Dive Brief:
- An affiliate of Union Labor Life Insurance Co. sold the 206-unit Zo apartment tower in Oakland, California, to Three Steps Properties for $78 million last month, according to SiliconValley.com.
- Union Labor Life Insurance Co. took control of the 24-story tower in August 2024 when the unpaid debt on the property was $89.3 million, according to SiliconValley.com, citing Alameda County property documents.
- Gerding Edlen developed the tower, but lost ownership through a deed-in-lieu of foreclosure proceeding, according to SiliconValley.com. When the Portland, Oregon-based developer completed the property in 2019, it had been the first tower to break ground in downtown Oakland since 2008.
Dive Insight:
Oakland-based Three Steps Properties recently acquired another property near Zo. It paid $99 million for a 254-unit, 34-story apartment tower two blocks from Zo, according to SiliconValley.com.

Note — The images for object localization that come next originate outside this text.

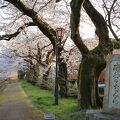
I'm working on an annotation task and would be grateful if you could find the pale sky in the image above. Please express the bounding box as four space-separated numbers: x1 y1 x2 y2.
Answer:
0 0 119 79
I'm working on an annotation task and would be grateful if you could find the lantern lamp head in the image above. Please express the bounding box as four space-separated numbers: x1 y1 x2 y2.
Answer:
56 28 65 39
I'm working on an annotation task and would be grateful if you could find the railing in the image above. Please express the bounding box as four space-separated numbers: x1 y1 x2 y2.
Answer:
0 79 7 87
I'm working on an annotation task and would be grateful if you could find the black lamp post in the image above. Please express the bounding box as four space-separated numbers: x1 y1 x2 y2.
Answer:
54 28 65 105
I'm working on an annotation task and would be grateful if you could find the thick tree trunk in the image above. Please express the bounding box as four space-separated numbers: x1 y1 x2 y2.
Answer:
18 70 25 79
41 66 51 89
31 63 40 85
78 53 106 109
59 58 68 97
70 0 113 109
26 67 34 83
25 63 39 85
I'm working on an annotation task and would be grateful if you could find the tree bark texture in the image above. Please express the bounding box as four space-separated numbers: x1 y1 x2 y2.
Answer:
59 58 68 97
31 63 40 85
18 70 26 79
78 53 106 109
70 0 113 109
41 66 51 89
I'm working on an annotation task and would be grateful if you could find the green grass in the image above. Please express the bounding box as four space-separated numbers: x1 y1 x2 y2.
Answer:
19 80 86 120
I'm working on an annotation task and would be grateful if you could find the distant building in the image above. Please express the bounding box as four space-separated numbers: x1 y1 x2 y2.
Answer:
98 69 105 83
68 74 77 85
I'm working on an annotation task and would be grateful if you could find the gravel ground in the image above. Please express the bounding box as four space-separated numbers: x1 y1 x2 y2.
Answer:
0 80 44 120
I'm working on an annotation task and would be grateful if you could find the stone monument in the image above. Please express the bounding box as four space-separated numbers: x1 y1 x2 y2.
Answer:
103 54 120 114
86 54 120 120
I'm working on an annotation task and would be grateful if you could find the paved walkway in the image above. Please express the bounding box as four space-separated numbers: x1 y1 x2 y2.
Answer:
0 80 43 120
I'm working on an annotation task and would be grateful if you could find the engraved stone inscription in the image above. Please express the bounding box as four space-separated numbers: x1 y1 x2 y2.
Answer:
109 61 120 108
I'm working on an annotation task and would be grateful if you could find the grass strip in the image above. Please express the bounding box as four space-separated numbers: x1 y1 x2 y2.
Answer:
19 79 86 120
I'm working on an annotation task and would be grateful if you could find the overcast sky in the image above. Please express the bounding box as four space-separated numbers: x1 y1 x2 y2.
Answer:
0 0 119 79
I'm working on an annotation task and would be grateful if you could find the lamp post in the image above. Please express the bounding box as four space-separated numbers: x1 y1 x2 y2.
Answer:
54 28 65 105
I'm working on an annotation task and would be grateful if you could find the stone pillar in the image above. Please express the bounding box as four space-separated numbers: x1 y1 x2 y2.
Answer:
86 54 120 120
103 54 120 114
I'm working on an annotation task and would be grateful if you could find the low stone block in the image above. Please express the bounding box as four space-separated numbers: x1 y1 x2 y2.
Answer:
86 110 120 120
44 114 55 120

Zo isn’t the first building to face issues in the Oakland market. In January 2024, UDR assumed the ownership interest of a 173-unit lease-up property in the city built by developer Mill Creek Residential after the Atlanta-based developer told the REIT it would not fund its share of a capital call, according to the Highlands Ranch, Colorado-based REIT’s fourth-quarter 2023 earnings release.

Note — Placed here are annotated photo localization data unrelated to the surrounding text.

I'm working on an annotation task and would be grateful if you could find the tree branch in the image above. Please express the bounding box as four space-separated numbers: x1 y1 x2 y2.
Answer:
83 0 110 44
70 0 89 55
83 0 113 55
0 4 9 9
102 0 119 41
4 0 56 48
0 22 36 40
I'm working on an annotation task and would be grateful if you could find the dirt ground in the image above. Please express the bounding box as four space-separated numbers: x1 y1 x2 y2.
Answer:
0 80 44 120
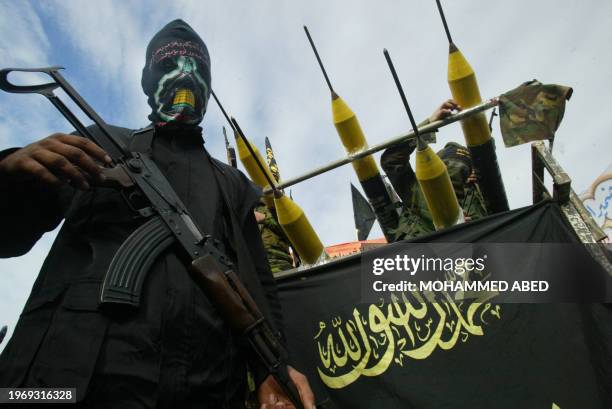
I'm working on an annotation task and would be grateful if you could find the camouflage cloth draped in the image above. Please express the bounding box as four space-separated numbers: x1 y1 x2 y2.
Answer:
381 125 487 242
499 79 573 147
256 204 294 274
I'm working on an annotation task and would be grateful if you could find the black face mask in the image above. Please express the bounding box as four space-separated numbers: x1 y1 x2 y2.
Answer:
141 19 211 126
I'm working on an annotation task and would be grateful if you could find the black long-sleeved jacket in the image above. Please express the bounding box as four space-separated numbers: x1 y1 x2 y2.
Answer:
0 125 283 407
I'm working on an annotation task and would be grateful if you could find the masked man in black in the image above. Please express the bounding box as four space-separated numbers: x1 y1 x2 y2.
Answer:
0 19 314 409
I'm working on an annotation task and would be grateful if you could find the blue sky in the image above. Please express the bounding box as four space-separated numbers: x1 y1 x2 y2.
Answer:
1 0 612 351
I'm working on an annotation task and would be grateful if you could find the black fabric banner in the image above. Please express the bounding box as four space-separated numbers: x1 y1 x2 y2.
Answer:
277 201 612 409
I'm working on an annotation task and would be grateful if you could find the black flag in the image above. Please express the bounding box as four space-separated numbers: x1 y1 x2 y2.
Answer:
277 200 612 408
351 183 376 241
265 136 281 183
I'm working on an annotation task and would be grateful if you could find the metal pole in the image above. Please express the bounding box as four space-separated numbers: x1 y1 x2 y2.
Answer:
263 97 498 194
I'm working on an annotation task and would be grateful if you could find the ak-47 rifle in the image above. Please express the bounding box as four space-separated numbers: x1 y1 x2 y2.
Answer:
0 66 305 409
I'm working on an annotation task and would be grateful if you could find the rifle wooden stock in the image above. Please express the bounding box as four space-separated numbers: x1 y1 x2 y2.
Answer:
189 256 304 409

“We did take the keys back on that asset as the developer didn’t want to continue to support the cash flow shortfalls,” UDR President and Chief Financial Officer Joe Fisher said on the REIT’s Q4 earnings call in February 2024.
The situation in Oakland and the rest of the Bay Area has been challenging for apartment owners over the past five years. Renters moved away during the COVID-19 pandemic, and some haven’t returned. For the 12 months ending January 2023, Oakland experienced a 270-basis-point year-over-year occupancy decline — the third-worst in the state.

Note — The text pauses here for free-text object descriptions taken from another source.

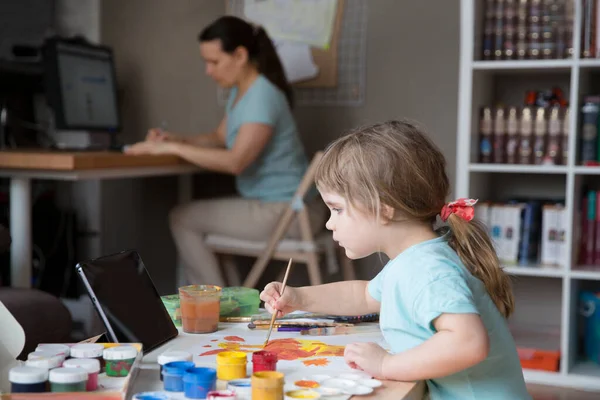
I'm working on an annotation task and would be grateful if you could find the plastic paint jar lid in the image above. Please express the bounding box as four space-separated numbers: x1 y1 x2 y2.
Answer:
132 392 172 400
103 345 138 360
9 367 49 384
158 351 193 366
163 361 195 375
25 354 63 369
35 344 70 358
206 389 237 398
252 351 277 363
70 343 104 358
217 351 247 365
49 367 88 384
27 350 57 361
63 358 101 374
182 367 217 383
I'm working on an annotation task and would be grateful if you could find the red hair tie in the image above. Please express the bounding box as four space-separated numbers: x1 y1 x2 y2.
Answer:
440 198 478 222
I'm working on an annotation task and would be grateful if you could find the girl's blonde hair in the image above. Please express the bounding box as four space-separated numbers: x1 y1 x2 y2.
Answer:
315 120 514 318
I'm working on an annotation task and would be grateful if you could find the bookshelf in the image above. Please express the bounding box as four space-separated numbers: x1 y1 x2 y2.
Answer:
457 0 600 391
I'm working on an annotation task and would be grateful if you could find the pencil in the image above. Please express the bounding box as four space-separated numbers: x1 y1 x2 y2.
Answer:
263 258 292 348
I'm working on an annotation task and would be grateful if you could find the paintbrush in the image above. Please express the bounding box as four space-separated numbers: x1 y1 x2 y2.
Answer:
263 258 292 348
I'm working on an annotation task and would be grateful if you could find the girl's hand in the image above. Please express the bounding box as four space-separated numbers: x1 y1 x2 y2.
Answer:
260 282 301 317
344 342 390 379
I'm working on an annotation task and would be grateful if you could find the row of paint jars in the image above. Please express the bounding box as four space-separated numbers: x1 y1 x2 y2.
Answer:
9 343 138 393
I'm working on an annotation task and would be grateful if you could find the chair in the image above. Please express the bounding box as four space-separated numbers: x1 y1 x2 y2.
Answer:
205 151 356 288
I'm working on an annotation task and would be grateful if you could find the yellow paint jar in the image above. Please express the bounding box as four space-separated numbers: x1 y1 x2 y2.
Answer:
252 371 284 400
216 351 247 380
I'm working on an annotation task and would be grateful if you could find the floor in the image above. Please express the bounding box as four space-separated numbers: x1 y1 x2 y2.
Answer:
528 384 600 400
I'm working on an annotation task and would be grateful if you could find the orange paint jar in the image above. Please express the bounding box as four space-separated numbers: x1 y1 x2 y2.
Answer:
179 285 222 334
252 371 284 400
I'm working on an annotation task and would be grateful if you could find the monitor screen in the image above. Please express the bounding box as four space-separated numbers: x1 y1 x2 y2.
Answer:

In addition, supply has been increasing in the market. In 2024, Oakland added 2,751 new apartment units, which grew inventory by 0.9%, according to data from RealPage Market Analytics. Overall, the city’s total apartment inventory has grown by 12.6% in the last decade.
However, the outlook may finally be improving, according to one REIT. Despite Oakland being a drag on Essex Property Trust’s portfolio with 1.2% in new rate growth in the first quarter, the city has begun to “demonstrate incremental improvement as supply abates and concessions moderate,” CEO Angela Kleiman said on the Palo Alto, California-based firm's first-quarter 2025 earnings call last week.
“[In] Oakland, what we're showing is that 75% of the supply is delivering in the first half,” Kleiman said. “So by midyear, we expect Oakland to start to revert back to a more normalized market dynamic. I don't think it's going to happen overnight, but it's finally going to turn. And we waited for a long time for this, so we're pretty darn happy about it.”